Improving Crawl Efficieny
-
Hi
I'm reading about crawl efficiency & have looked in WMT at the current crawl rate - letting Google optimise this as recommended.
What it's set to is 0.5 requests every 2 seconds, which is 15 URLs every minute.
To me this doesn't sound very good, especially for a site with over 20,000 pages at least?
I'm reading about improving this but if anyone has advice that would be great
-
Great thank you for this! I'll take them on board
Becky
-
You may be overthinking this, Becky. Once the bot has crawled a page, there's no reason (or benefit to you) for it to crawl the page again unless its content has changed. The usual way for it to detect this is through your xml sitemap,. If it's properly coded, it will have a <lastmod>date for Googlebot to reference.

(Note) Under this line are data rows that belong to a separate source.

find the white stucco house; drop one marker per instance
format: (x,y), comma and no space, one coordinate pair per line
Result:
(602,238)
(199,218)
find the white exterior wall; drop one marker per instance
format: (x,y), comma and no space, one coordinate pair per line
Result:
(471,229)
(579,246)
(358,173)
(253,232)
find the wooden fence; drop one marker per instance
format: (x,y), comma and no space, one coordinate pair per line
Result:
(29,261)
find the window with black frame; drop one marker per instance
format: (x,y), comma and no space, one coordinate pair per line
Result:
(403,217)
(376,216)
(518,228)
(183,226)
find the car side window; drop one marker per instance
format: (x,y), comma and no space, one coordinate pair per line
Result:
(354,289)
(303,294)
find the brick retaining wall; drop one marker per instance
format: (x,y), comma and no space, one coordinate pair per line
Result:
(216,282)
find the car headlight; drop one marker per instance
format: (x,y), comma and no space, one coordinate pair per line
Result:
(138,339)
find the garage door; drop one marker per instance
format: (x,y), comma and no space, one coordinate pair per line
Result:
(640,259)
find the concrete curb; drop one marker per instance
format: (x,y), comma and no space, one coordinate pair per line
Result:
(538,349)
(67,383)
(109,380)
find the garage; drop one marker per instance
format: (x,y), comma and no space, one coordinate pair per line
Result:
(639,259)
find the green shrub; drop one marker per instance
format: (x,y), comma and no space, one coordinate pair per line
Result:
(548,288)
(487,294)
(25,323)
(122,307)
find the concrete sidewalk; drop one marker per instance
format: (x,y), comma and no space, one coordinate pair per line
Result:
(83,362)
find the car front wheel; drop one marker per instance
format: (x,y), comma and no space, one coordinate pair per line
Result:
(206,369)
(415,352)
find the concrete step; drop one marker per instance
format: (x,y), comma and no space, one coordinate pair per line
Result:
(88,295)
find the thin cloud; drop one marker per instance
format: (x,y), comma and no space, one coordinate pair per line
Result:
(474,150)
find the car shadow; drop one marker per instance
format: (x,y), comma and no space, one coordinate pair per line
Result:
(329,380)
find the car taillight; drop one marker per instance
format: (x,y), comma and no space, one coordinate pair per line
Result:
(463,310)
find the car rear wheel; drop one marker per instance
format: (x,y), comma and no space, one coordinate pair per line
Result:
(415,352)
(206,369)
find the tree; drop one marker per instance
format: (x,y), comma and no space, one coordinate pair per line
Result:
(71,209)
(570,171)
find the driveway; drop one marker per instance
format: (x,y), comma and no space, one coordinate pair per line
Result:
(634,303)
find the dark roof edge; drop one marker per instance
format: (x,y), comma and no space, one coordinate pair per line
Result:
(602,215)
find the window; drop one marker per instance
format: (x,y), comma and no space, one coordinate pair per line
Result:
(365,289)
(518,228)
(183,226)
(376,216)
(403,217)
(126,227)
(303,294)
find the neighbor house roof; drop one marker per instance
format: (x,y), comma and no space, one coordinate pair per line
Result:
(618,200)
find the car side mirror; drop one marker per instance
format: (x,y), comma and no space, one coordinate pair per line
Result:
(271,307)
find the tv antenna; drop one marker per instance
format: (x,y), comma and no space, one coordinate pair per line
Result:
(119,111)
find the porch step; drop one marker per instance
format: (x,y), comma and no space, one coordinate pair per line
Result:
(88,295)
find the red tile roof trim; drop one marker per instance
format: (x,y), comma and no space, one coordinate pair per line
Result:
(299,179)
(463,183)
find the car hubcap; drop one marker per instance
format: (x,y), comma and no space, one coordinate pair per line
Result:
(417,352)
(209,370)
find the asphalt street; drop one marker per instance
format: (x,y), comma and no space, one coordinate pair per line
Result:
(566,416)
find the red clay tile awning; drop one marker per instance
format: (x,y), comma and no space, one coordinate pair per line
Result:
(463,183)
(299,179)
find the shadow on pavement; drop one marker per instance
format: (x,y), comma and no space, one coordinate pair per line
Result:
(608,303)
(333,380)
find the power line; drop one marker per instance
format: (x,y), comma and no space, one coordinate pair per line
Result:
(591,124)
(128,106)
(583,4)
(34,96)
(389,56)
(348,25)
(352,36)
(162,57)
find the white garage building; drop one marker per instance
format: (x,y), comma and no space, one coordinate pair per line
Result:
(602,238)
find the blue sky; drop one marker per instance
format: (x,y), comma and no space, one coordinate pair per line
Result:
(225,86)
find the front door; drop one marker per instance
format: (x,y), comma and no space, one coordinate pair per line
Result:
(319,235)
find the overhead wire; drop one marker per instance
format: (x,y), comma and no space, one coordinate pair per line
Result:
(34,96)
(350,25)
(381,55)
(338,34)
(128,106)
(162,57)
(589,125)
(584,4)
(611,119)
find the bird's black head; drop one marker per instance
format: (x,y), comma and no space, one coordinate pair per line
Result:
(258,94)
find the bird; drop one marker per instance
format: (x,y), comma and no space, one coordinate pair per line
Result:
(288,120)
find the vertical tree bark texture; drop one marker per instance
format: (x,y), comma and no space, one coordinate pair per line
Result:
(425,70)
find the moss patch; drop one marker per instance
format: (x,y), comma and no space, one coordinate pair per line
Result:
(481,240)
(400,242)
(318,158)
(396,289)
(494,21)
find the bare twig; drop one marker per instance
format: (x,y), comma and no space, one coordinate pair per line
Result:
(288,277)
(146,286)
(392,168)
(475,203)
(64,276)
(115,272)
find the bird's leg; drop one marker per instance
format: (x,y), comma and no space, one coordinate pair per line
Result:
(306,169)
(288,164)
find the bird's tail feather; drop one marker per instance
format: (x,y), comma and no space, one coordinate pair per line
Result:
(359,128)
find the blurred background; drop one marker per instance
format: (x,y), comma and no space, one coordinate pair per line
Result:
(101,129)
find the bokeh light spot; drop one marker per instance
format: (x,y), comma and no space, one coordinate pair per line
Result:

Googlebot does continue to recrawl pages it already knows about "just in case", but your biggest focus should be on ensuring that your most recently added content is crawled quickly upon publishing. This is where making sure your sitemap is updating quickly and accurately, making sure it is pinging search engines on update, and making sure you have links from solid existing pages to the new content will help. If you have blog content many folks don't know that you can submit the blog's RSS feed as an additional sitemap! That's one of the quickest ways to get it noticed.
The other thing you can do to assist the crawling effectiveness is to make certain you're not forcing the crawler to waste its time crawling superfluous, duplicate, thin, or otherwise useless URLs.</lastmod>
Hope that helps?
Paul
-
There are actually several aspects to your question.
1. Google will make its own decision as to how important pages and therefore how often it should be crawled
2. Site speed is a ranking factor
3. Most SEO's belief that Google has a maximum timeframe in which to crawl each page/site. However, I have seen some chronically slow sites which have still crawl and indexed.
I forgot to mention about using an xml site map can help search engines find pages.
Again, be very careful not to confuse crawling and indexing. Crawling is only updating the index, once indexed if it doesn't rank you have another SEO problem, not a technical crawling problem.
Any think a user can access a crawler should be able to find it no problem, however if you have hidden pages the crawler may not find them.
-
Hi
Yes working on that
I just read something which said - A “scheduler” directs Googlebot to crawl the URLs in the priority order, under the constraints of the crawl budget. URLs are being added to the list and prioritized.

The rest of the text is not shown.